Heller Fleck auf dem Gewässergrund kann den Standort eines besseren Fisches kennzeichnen. Wedeln mit der Schwanzflosse, hat Schlammablagerung, feinen Schmutz oder Algen fortgespült, - Blankgeputzt ! Solche hellen Flecke können in Flüssen bis 50 Meter weit zu sehen sein.
Der Schlürfer oder der Kuß genannt wird von einem deutlich hörbaren schlürfendem Geräusch begleitet. Es wird hervorgerufen durch kräftigen einsaugens, mit dem die Forelle die Fliege samt etwas Luft ins Maul holt. Dabei bildet sich obtisch eine kaum wahrnehmbare Strömung in der Wasserhaut. (Deutet auf eine starke Forelle hin die dicht unter der Wasseroberfläche steht). Fisch zeigt keine Eile, weil er sicher ist, das die Insekten im Oberflächenfilm klebend nicht entfliehen können.
Wedeln (Steigzeichen). Dabei tauchen Schultern, Rückenflosse und Schwanz fast gleichzeitig in der Oberflächenhaut auf; an gleichmäßigen strömenden Wasserstrecken mit glatter Oberfläche zu beobachten. Fisch nimmt dabei kleine Duns oder Spinner, die in Massen auf ihn zutreiben. Gemächliches Steigverhalten. Eine wedelnde Forelle fällt selten auf ein Imitat herein.

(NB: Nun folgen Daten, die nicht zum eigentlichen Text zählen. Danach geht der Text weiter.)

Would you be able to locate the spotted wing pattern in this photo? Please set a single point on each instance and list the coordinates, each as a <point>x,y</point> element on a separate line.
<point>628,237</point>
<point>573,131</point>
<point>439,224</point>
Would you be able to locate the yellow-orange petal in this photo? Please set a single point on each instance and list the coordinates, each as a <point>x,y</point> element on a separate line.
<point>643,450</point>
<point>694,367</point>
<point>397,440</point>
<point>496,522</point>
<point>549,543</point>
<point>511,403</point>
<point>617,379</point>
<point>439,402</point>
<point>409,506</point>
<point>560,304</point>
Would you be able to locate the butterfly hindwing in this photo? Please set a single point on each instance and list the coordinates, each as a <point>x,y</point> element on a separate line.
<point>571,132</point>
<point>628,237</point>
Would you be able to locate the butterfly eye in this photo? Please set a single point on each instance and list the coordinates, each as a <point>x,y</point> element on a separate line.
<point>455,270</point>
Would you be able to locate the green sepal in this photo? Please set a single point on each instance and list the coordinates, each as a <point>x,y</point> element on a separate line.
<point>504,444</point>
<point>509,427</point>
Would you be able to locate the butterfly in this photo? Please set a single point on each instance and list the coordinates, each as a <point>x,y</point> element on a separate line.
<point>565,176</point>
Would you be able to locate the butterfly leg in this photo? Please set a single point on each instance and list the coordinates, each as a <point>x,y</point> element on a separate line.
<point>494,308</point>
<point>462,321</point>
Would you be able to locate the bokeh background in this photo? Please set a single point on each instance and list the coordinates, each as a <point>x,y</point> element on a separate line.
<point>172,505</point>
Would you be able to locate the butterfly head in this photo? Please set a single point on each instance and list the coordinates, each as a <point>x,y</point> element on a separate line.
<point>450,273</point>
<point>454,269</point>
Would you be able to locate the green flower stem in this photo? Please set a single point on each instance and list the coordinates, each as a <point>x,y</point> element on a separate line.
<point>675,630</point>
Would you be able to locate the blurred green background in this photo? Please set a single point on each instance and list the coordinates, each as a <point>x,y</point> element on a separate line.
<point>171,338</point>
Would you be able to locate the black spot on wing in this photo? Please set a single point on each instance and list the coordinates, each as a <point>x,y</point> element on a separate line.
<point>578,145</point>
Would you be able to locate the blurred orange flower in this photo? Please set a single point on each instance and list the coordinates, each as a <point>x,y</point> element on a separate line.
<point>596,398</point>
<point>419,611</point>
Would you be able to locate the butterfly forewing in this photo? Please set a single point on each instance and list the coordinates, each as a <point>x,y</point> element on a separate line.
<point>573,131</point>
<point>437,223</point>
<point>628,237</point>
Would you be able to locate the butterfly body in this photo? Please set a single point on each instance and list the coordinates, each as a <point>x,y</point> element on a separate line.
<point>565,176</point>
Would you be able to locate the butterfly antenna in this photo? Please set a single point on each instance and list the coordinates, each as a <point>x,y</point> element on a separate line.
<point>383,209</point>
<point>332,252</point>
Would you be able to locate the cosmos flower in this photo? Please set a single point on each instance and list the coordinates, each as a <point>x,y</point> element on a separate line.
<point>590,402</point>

Der Patscher wird von einem an der Oberfläche rasch schwimmenden Fisch erzeugt, wobei ein Sprühregen hoch in die Luft geht oder das Wasser kräftig seitwärts aufwallt. Das Insekt, das die Forelle am häufigsten zu rascher Verfolgung reizt, ist die Köcherfliege. Alle Köcherfliegenarten sind relativ groß und deshalb ein verlockender Leckerbissen. < Patscher sind besonders abends zu beobachten und deuten auf schlüpfende Sedges hin. Treten Patscher am Tage auf, sucht man als Ursache ein großes ins Wasser geratenes Landinsekt oder die Maifliege.
Die Vierteldrehung. Die am Grund stehende Forelle führt öfter korkenzieherartige Vierteldrehungen aus. Dabei liegt sie für Sekunden im spitzen Winkel zum Flußbett auf der Seite und nimmt dann wieder ihre normale Stellung ein. Die Bewegung verrät die Vorliebe für Flokrebse, die sie dabei vom Boden aufnimmt.
Die gründelnde Forelle. Dabei durchstößt die obere Spitze der Schwanzflosse oft den Wasserfilm im flachen Wasser, sodaß sich ein Ring bildet, ähnlich dem Bild , beim Steigen einer Forelle. Der gründelnde Fisch nimmt dabei Flohkrebse, Wasserschnecken, Nymphen oder Köcherlarven auf.
Die Rolle, oder das Schwanz über Kopfsteigen. Dabei zeichnet der Fisch stehts im Zeitlupentempo atemberaubend langsam. Erst taucht die obere Hälfte des Kopfes, dann die Schulter, der Rücken und schließlich der große breite Schwanz auf. Der Fisch erscheint dabei größer als er in Wirklichkeit ist. In schnellen Wasser oder Rieseln ist die Rolle selten. Sie ist bezeichnend für glatte fließende Strecken. Sie gilt Nymphen oder Spinnern, die im Oberflächenfilm kleben.